AWS Storage
Storage Gateway
Hybrid cloud storage bridge connecting on-premises environments to AWS
AWS Storage Gateway is a hybrid cloud storage service that connects on-premises environments to AWS storage, appearing to local applications as a standard file share, iSCSI volume, or virtual tape library while seamlessly backing data to S3, EBS snapshots, or S3 Glacier. It enables organizations to extend on-premises storage to the cloud without re-architecting applications, making it a key migration and hybrid connectivity tool. Storage Gateway bridges the gap between legacy on-premises workloads and cloud-native storage.
Storage Gateway Types - Choosing the Right Mode
Storage Gateway offers four distinct gateway types, each emulating a different storage protocol to integrate with existing on-premises applications without code changes.
| Gateway Type | Protocol | Backend Storage | Primary Use Case |
|---|---|---|---|
| S3 File Gateway | NFS v3/v4.1, SMB | S3 (objects) | Hybrid file storage, on-prem NFS/SMB backed by S3 |
| FSx File Gateway | SMB | FSx for Windows File Server | Local cache for FSx Windows shares, AD integration |
| Volume Gateway - Stored | iSCSI | S3 (snapshots) | Full volume on-prem with async backup to S3 |
| Volume Gateway - Cached | iSCSI | S3 (primary) + local cache | S3 as primary, frequently accessed data cached locally |
| Tape Gateway | iSCSI VTL | S3 (virtual tapes) and Glacier | Replace physical tape libraries with virtual tapes |
S3 File Gateway is the most commonly used type. It allows on-premises applications to write to an NFS or SMB share that is backed by S3, making files immediately accessible in S3 for cloud workloads like Lambda, EMR, and SageMaker.

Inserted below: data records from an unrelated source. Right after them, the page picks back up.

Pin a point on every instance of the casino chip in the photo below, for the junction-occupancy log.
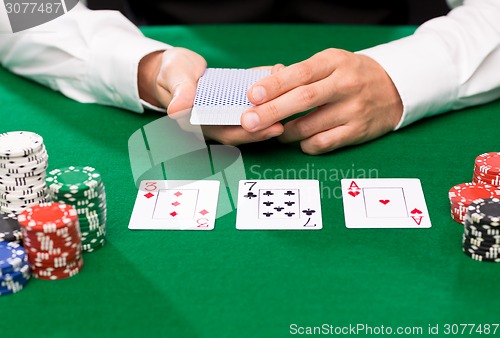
(487, 169)
(51, 236)
(23, 164)
(82, 187)
(14, 268)
(481, 239)
(9, 228)
(462, 195)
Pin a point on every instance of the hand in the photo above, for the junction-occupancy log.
(355, 98)
(168, 78)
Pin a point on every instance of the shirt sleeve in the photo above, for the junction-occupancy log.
(449, 63)
(89, 56)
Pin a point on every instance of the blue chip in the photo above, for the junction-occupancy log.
(12, 257)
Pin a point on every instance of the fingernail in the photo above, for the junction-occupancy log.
(251, 120)
(258, 93)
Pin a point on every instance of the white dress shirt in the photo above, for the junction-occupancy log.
(92, 56)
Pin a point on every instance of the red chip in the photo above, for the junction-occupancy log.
(47, 217)
(488, 163)
(465, 193)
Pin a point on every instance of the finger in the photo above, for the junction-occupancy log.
(316, 121)
(295, 101)
(277, 67)
(299, 74)
(235, 135)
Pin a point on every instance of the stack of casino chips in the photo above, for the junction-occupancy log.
(487, 169)
(462, 195)
(23, 164)
(14, 268)
(51, 236)
(83, 188)
(481, 239)
(9, 228)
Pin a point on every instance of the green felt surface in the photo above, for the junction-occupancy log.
(229, 283)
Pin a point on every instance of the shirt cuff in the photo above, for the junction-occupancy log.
(422, 71)
(115, 71)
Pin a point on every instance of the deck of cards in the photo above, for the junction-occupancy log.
(279, 204)
(221, 95)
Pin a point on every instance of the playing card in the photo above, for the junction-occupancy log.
(384, 203)
(278, 205)
(221, 95)
(175, 205)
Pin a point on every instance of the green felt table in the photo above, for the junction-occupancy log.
(231, 283)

Deployment Architecture and Local Cache
Storage Gateway runs as a virtual appliance (VMware, Hyper-V, or KVM) on-premises, or as an EC2 instance for cloud-based deployments. It maintains a local cache for low-latency access to frequently used data.

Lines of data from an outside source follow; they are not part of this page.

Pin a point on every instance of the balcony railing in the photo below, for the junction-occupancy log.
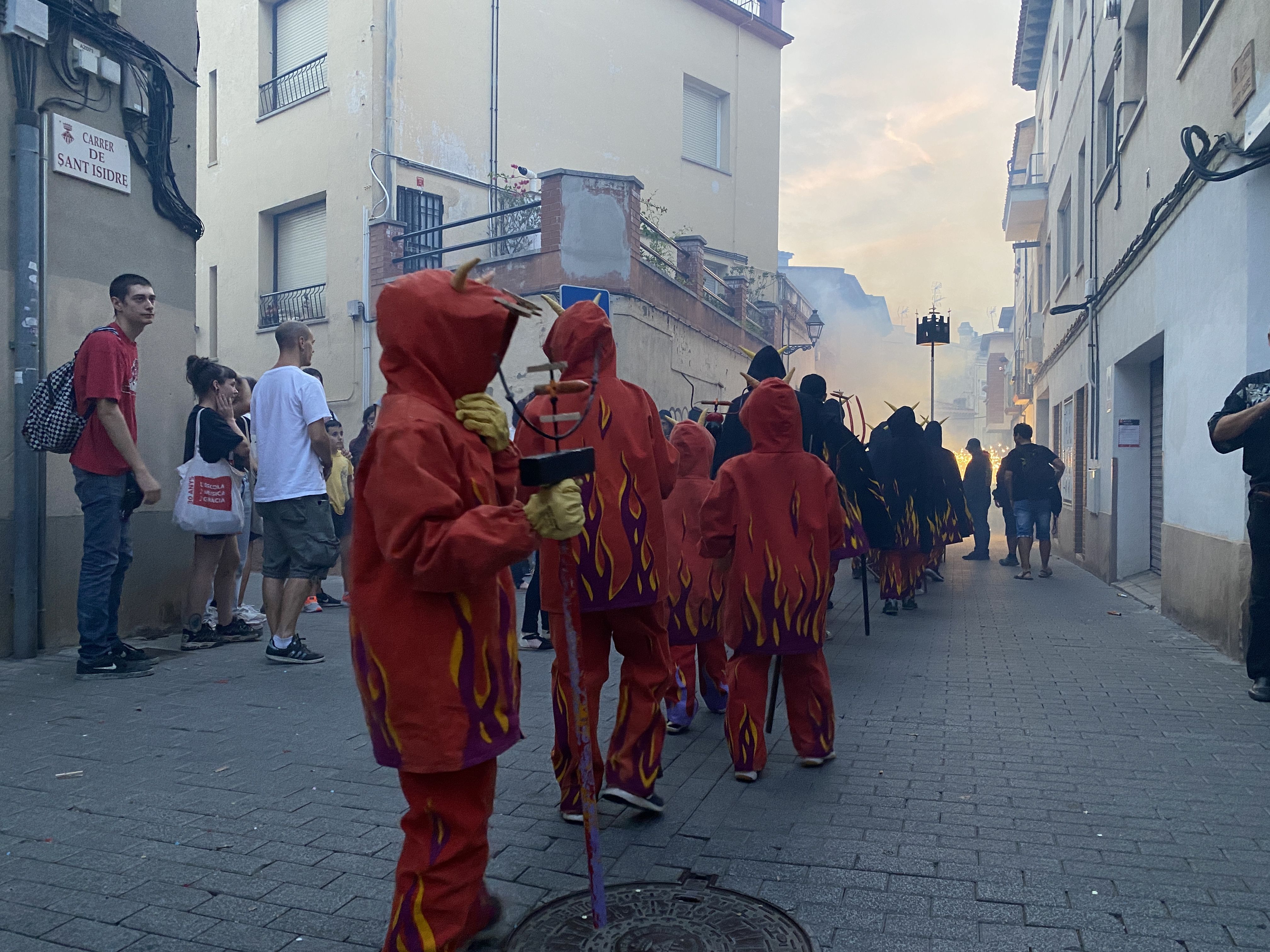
(716, 294)
(296, 305)
(294, 86)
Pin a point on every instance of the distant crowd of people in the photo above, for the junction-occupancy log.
(267, 487)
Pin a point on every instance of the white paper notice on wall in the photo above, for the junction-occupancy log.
(92, 155)
(1128, 434)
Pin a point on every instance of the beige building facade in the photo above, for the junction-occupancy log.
(1163, 279)
(322, 124)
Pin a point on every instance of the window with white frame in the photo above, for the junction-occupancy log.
(705, 124)
(300, 248)
(299, 33)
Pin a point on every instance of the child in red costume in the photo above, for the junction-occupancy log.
(695, 586)
(433, 634)
(774, 513)
(620, 559)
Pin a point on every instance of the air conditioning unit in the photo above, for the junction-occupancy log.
(27, 20)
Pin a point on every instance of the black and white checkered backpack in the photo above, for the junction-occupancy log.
(53, 424)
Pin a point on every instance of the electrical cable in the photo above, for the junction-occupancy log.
(1199, 159)
(155, 131)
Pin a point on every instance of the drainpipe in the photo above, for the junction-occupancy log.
(493, 107)
(26, 364)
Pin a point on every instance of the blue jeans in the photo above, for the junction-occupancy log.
(1032, 512)
(107, 557)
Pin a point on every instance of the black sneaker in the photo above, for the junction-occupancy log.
(199, 640)
(652, 804)
(238, 630)
(110, 667)
(295, 653)
(125, 652)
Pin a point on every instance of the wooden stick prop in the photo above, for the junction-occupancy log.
(545, 470)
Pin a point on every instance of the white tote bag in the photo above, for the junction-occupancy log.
(210, 502)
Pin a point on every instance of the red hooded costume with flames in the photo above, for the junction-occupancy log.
(433, 634)
(620, 559)
(775, 512)
(695, 584)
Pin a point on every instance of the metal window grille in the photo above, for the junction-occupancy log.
(300, 83)
(421, 210)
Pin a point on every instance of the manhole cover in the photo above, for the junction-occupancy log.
(662, 917)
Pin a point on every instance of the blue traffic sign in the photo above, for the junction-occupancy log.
(573, 294)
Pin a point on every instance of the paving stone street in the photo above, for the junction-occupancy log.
(1018, 768)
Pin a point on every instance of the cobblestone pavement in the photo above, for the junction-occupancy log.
(1018, 768)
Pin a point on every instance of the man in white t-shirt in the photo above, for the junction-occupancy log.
(289, 414)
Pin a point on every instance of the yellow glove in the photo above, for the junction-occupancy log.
(556, 511)
(482, 416)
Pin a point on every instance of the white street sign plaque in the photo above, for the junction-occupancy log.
(92, 155)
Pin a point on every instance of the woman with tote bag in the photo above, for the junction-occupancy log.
(210, 504)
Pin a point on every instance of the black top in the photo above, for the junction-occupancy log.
(1255, 441)
(216, 439)
(1033, 474)
(978, 478)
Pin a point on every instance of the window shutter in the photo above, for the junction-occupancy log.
(700, 126)
(300, 33)
(301, 248)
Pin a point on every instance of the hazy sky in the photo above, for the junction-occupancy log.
(898, 121)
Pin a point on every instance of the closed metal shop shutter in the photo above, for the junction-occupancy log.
(700, 126)
(301, 249)
(299, 33)
(1158, 462)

| Deployment Option | Platform | Use Case |
|---|---|---|
| Hardware appliance | Dedicated 1U rack hardware (Storage Gateway Hardware Appliance) | Sites without virtualization infrastructure |
| VMware ESXi | OVF template on VMware | Most common on-prem enterprise deployment |
| Microsoft Hyper-V | VHD template | Windows-centric on-prem environments |
| Linux KVM | QCOW2 disk image | Open-source virtualization environments |
| EC2 instance | AMI in AWS marketplace | Cloud-to-cloud gateway, disaster recovery testing |
The local cache is critical for S3 File Gateway performance. Reads from the cache are sub-millisecond; cache misses require fetching from S3 (tens of milliseconds). Size the cache based on your working set:
# Minimum cache disk sizes:
# S3 File Gateway: 150 GB minimum
# Volume Gateway: 20% of stored data minimum
# Tape Gateway: 150 GB minimum
# Monitor cache hit ratio via CloudWatch
aws cloudwatch get-metric-statistics \
--namespace StorageGateway \
--metric-name CacheHitPercent \
--dimensions Name=GatewayId,Value=sgw-xxxxxxxxx \
--start-time 2024-01-01T00:00:00Z \
--end-time 2024-01-01T24:00:00Z \
--period 3600 \
--statistics AverageIf the Storage Gateway local cache fills up, write performance degrades significantly as all writes must go directly to S3. Monitor CachePercentUsed and add cache capacity proactively when it exceeds 80%.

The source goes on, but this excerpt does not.